For many companies, the question is no longer whether to use open-source tools, but rather how to implement them with the appropriate governance and controls. Have security concerns been accounted for? How does one effectively institute controls over bad code? Are there legal implications for using open-source software?
Open Source Security Risks
Open-source software is not inherently more or less prone to malicious code injections than proprietary software. It is true that anyone can push a code enhancement for a new version, and it may be possible for the senior contributors to miss intentional malware. However, in these circumstances, open source has an advantage over proprietary, coined in 1999 by Eric S. Raymond as Linus’s Law: “Given a large enough beta-tester and co-developer base, almost every problem will be characterized quickly and the fix obvious to someone.” It is unlikely that a deliberate security error goes unnoticed by the many pairs of eyes on each release. However, security issues persist.
Open-Source Security – An Example
Debian, a Unix-like computer operating system, was one of the first to be based on the Linux kernel. Like many systems, it utilizes OpenSSL, a software library that provides an open-source implementation of the Secure Sockets Layer (SSL) protocol, commonly used by applications that require secure communications over a network.
In 2006, a snippet of code was removed from Debian’s OpenSSL package after one of the contributors found that it caused runtime warnings generated by other packages. After the removal, the pseudorandom number generator (PRNG) generated SSL keys using only the process ID (in Linux, a number up to 32,768) to the exclusion of all other random data. Since a relatively small number of values was used, the keys created over a period of almost two years were too predictable to be used securely. Users became aware of the issue 20 months after the bug was introduced, leading to costly security resolutions for companies and individuals who relied on Debian’s OpenSSL implementation.[1]

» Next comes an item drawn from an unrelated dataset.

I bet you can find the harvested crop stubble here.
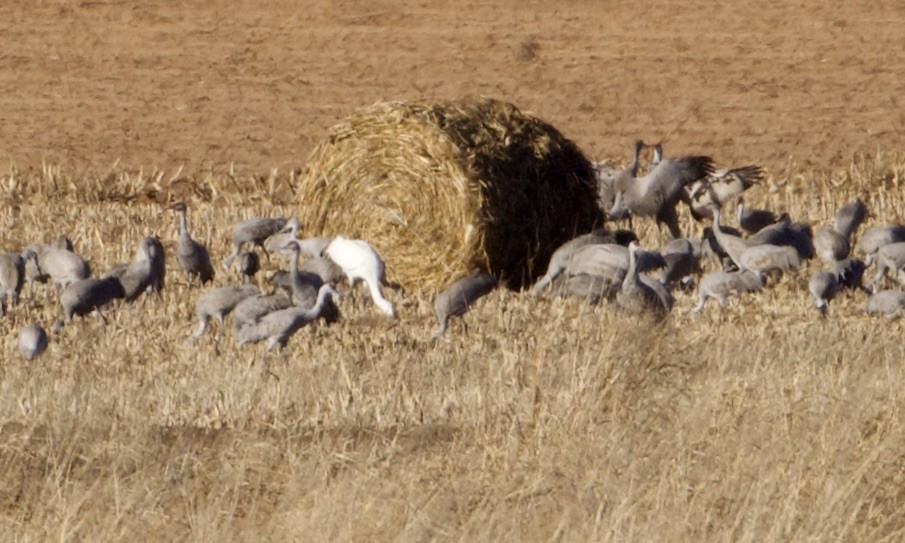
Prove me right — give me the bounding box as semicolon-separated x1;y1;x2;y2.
296;97;604;291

OpenSSL was again the subject of negative attention when a bug dubbed ‘Heartbleed’ was introduced to the code in 2012 and disclosed to the public in 2014. A fixed version of OpenSSL was released on the same day the issue was announced. More than a month after the release, however, 1.5% of the 800,000 most popular affected websites were still vulnerable to the security bug. [2]
The good news is that such vulnerabilities are documented in the Common Vulnerabilities and Exposures (CVE) system, and they are not so common. For Python 2.7, the popular version released in 2010, 15 vulnerabilities were recorded from 2010 to 2016, only one of which is considered ‘High’ severity, with a CVSS score of 7.5. jQuery, a JavaScript library that simplifies some components of web application development and the most common open-source component identified in the latest Open Source Security and Risk Analysis (OSSRA) report, only has four known vulnerabilities from 2007 to 2017, none of which rank higher than a ‘Medium’. The CVE is just one tool available for improving the security profile of software applications, but technologists must remain vigilant and abreast of known issues. Corporate IT governance frameworks should be continuously updated to keep up with the changing structure of the underlying technology itself.
Bad Code
Serious security vulnerabilities may not be a daily occurrence, but bad code can affect software at any time. pandas, a popular open-source software library used in Python implementations for data manipulation and analysis, was first released in 2009. Since then, its contributors have identified over 10,000 issues, 1,933 of which are currently considered unresolved.[3] A company that relies on accurate output from a codebase that uses pandas needs to be vigilant not only in testing the code written by its in-house developers, but also in verifying that all outstanding known pandas issues are covered by workarounds and the rest of the functionality is sound. Developers and testers who are not intimately familiar with the pandas source code must devise creative testing tools to ensure complete integrity of applications that rely on it.
Bad Code – An Example
The Comma-Separated Values (CSV) file is one of many data formats that can be loaded for data manipulation and analysis by pandas, in this case using the built-in read_csv function. read_csv has a number of associated helper attributes intended to simplify the data import, one of which is parse_dates, which, as the name implies, tells pandas to automatically parse dates in the data using a recognition algorithm to determine the format in each date-populated column.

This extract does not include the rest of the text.